Anggaran Pendapatan dan Belanja Daerah mempunyai peran penting bagi penyelenggaraan pemerintahan, dimana fungsi pemerintahan antara lain menyediakan infrastruktur social ekonomi, menyediakan barang dan jasa kolektif, menyelesaikan konfik antar anggota masyarakat, menjaga iklim persaingan, melindungi lingkungan hidup, menyediakan akses minimum bagi individu-individu atas barang dan jasa, dan menstabilkan ekonomi. Untuk dapat melaksanakan fungsi-fungsi diatas dibutuhkan anggaran. Berkaitan dengan formulasi kebijakan anggaran, DPRD mempunyai fungsi budgeting yang dipandang sangat penting mengingat anggaran sebagai penentu berjalannya pemerintahan dan pembangunan di daerah, pemerintahan daerah yang pada dasarnya adalah pelayan masyarakat di daerah dipandang sebagai factor yang dapat menentukan kesejahteraan dan kemakmuran masyarkat di
daerah, pelaksanaan anggaran yang efisien, efektif, transparan dan akuntabel dapat dicapai melalui fungsi budgeting yang ada pada DPRD, fungsi anggaran yang melekat pada DPRD diharapkan dapat menumbuhkan perekonomian di daerah, diamping itu fungsi budgeting juga merupakan fungsi pengawasan awal dalam pelaksanaan anggaran di daerah. 2.

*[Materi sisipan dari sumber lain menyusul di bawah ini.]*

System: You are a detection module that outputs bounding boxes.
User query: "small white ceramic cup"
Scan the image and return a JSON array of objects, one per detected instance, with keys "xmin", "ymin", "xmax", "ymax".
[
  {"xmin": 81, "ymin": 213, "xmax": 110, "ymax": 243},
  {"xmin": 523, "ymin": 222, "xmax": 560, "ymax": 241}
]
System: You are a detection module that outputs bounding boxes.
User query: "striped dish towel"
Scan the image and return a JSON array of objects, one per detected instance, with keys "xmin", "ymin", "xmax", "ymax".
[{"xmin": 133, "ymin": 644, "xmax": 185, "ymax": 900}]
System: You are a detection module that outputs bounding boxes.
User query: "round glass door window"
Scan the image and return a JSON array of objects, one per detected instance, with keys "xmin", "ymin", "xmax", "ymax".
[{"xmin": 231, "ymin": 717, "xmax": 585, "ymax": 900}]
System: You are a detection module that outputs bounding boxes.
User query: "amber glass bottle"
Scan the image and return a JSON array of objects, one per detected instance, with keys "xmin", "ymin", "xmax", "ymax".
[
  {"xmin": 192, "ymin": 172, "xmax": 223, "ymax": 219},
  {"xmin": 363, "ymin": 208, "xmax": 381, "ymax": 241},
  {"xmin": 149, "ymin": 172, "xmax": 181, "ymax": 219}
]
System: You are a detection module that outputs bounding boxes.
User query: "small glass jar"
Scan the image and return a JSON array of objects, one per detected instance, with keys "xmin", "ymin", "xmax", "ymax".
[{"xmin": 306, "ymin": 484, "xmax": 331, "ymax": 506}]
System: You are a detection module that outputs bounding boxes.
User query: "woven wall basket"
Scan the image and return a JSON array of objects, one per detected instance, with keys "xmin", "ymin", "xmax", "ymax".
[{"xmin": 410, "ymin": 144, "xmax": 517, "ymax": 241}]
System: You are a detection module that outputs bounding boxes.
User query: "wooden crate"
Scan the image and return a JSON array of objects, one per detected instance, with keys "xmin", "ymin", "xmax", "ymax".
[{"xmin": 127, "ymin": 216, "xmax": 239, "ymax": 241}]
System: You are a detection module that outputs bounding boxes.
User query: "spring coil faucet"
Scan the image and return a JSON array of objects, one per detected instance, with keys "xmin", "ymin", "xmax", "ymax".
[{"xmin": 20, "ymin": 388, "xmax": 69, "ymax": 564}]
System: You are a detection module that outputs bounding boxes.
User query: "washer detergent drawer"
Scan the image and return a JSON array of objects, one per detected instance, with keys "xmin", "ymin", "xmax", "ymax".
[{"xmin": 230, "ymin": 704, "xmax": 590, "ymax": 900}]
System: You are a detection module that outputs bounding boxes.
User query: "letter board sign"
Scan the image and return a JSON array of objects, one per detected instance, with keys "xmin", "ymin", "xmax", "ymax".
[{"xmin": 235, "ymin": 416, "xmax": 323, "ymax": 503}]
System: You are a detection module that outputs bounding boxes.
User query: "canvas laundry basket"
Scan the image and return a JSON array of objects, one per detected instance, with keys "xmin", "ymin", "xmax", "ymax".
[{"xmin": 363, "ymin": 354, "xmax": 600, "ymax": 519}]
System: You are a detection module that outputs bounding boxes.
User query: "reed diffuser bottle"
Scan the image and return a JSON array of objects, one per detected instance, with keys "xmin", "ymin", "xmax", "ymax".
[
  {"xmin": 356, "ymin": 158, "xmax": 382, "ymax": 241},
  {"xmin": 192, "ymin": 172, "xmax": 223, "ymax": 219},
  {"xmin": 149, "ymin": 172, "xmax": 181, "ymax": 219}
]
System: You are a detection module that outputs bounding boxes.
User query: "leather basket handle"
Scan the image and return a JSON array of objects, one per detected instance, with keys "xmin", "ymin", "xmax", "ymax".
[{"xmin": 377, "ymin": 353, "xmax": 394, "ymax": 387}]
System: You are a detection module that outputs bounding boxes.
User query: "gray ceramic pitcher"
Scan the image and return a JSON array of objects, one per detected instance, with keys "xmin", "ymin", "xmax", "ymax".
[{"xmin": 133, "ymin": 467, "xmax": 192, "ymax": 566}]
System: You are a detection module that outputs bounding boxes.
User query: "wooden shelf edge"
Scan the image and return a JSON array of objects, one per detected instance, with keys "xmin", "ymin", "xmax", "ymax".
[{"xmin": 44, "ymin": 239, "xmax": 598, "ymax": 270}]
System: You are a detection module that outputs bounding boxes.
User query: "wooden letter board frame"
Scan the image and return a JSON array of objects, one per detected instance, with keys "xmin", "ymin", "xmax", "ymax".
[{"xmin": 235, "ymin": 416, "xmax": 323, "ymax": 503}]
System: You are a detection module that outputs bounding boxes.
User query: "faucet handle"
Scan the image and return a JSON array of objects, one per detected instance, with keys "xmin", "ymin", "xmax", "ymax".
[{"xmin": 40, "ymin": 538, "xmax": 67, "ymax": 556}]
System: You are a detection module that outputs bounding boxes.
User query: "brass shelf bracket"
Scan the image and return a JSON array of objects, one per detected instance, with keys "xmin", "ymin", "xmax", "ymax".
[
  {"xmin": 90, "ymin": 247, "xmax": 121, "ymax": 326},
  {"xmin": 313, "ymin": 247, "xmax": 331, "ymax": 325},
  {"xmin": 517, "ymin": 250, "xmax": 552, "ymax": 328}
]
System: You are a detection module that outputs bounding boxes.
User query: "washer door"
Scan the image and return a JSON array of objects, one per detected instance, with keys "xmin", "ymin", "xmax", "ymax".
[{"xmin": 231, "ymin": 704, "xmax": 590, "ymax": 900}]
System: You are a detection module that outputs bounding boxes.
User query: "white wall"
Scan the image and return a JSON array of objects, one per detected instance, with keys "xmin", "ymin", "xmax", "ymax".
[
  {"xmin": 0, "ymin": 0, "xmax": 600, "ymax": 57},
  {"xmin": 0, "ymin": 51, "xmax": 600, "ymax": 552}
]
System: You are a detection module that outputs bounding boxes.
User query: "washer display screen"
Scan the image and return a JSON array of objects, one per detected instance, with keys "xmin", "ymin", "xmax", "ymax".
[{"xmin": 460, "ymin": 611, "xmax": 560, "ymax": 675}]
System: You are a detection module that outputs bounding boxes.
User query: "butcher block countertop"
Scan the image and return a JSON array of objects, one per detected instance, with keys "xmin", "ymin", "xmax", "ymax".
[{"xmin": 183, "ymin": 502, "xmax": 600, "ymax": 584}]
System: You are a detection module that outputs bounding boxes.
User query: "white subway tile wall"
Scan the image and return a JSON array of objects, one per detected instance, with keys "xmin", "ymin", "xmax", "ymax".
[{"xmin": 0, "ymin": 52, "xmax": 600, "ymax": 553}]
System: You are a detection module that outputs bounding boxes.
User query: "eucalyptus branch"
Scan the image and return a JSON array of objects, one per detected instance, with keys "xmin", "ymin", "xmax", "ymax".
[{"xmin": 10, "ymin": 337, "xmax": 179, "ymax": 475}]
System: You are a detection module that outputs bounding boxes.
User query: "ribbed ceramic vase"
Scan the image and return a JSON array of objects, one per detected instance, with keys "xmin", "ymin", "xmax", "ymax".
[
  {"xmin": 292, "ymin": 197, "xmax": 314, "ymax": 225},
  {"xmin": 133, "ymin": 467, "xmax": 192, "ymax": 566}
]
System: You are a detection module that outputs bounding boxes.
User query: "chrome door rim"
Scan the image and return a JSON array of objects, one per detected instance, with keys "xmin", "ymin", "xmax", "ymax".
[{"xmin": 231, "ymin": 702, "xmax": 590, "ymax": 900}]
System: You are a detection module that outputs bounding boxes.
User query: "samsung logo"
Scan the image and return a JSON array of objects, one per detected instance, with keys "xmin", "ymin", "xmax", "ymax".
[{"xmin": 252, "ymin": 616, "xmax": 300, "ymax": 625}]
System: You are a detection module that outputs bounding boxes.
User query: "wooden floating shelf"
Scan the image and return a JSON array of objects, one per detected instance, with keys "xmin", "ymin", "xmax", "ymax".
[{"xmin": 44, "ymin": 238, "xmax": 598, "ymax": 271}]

Dari penelitiaan tersebut dapat disimpulkan bahwa mayoritas anggota DPRD merasa kurang bisa menerima Peraturan Menteri Dalam Negeri Nomor 59 Tahun 2007, mereka merasa lebih nyaman apabila pembahasan RAPBD dengan menggunakan peraturan yang lama dengan beberapa alasan antara lain : Pertama, adanya alokasi waktu untuk komisi-komisi sebagai alat kelengkapan DPRD yang mempunyai bidang tugas yang spesifik, sehingga bisa mencermati Arah dan Kebijakan Umum Anggaran dan PPAS secara lebih cermat, detail dan teliti. Kedua, flexibilitas dari Arah dan Kebijakan Umum Anggaran, karena hanya memberikan arah dan garis besar terhadap APBD yang akan disusun, sehingga dengan kondisi perekonomian yang tidak stabil akan lebih mudah mengadopsi aspirasi masyarakat dan menyesuaikan besar kecilnya angka kegiatan dalam APBD. Ketiga, lebih akomodatif karena dibahas dalam komisi-komisi yang mempunyai mitra kerja, dan komisi mempunyai catatan-ctatan tentang permasalahan yang sering dihadapi Satuan-satuan kerja yang merupakan mitra kerja komisi. Keempat, semua anggota DPRD ikut terlibat, tidak hanya anggota panitia anggaran. Sehingga setiap anggota bisa langsung menyampaikan aspirasi yang didapat dari konstituennya.
3.
Permendagri 59 Tahun 2007, belum dilaksanakan sepenuhnya oleh DPRD Kabupaten Demak. Hal ini terlihat pada penyerahan dan pembahasan KUA dan PPAS baru diserahkan eksekutif pada bulan Nopember, atau mendekati akhir tahun anggaran, padahal ketentuan yang tercantum dalam Permendagri dimksud adalah penyerahan KUA dan PPAS diserahkan pada bulan Juni. Kedua, DPRD Kabupaten Demak tetap mengalokasikan waktu untuk komisikomisi dalam pembahasan KUA dan PPAS dengan alasan Pertama, komisikomisi sebagai kepanjangan tangan DPRD mempunyai bidang kerja spesifik Kedua, berkaitan dengan fungsi pengawasan yang melekat pada DPRD, maka Komisi sebagai alat kelengkapan DPRD akan dapat memantau dan mengawasi pelaksanaan APBD dengan lebih efektif karena komitmen yang telah disepakati dengan Satuan kerja (SKPD) pada awal pembahasan APBD. Ketiga, adanya indikasi bahwasanya apabila tanpa melibatkan komisi-komisi maka pembahasan terhadap KUA dan PPAS terancam batal karena ancaman boikot dalam rapat paripurna. Keempat, untuk memberikan hasil pembahasan yang maksimal terhadap KUA dan PPAS mengingat KUA dan PPAS merupakan Rancangan APBD sementara.
4.
Tujuan yang ingin dicapai dalam merubah peraturan perundangan khususnya dalam pengelolaan keuangan daerah sebagaimana dituangkan dalam Permendagri Nomor 59 Tahun 2007 dalam prakteknya tidak tercapai. Transparansi yang menjadi tujuan pokok tidak terwujud hal ini dikarenakan akses anggota DPRD sebagai wakil rakyat untuk berpartisipasi dalam merumuskan kebijakan anggaran tertutup dengan adanya ketentuan
pembahasan KUA dan PPAS hanya oleh Panitia Anggaran DPRD dan Tim Anggaran Pemerintah Kabupaten. Pembatasan tersebut sedikit banyak akan mengurangi aspirasi yang dibawa wakil rakyat. 5.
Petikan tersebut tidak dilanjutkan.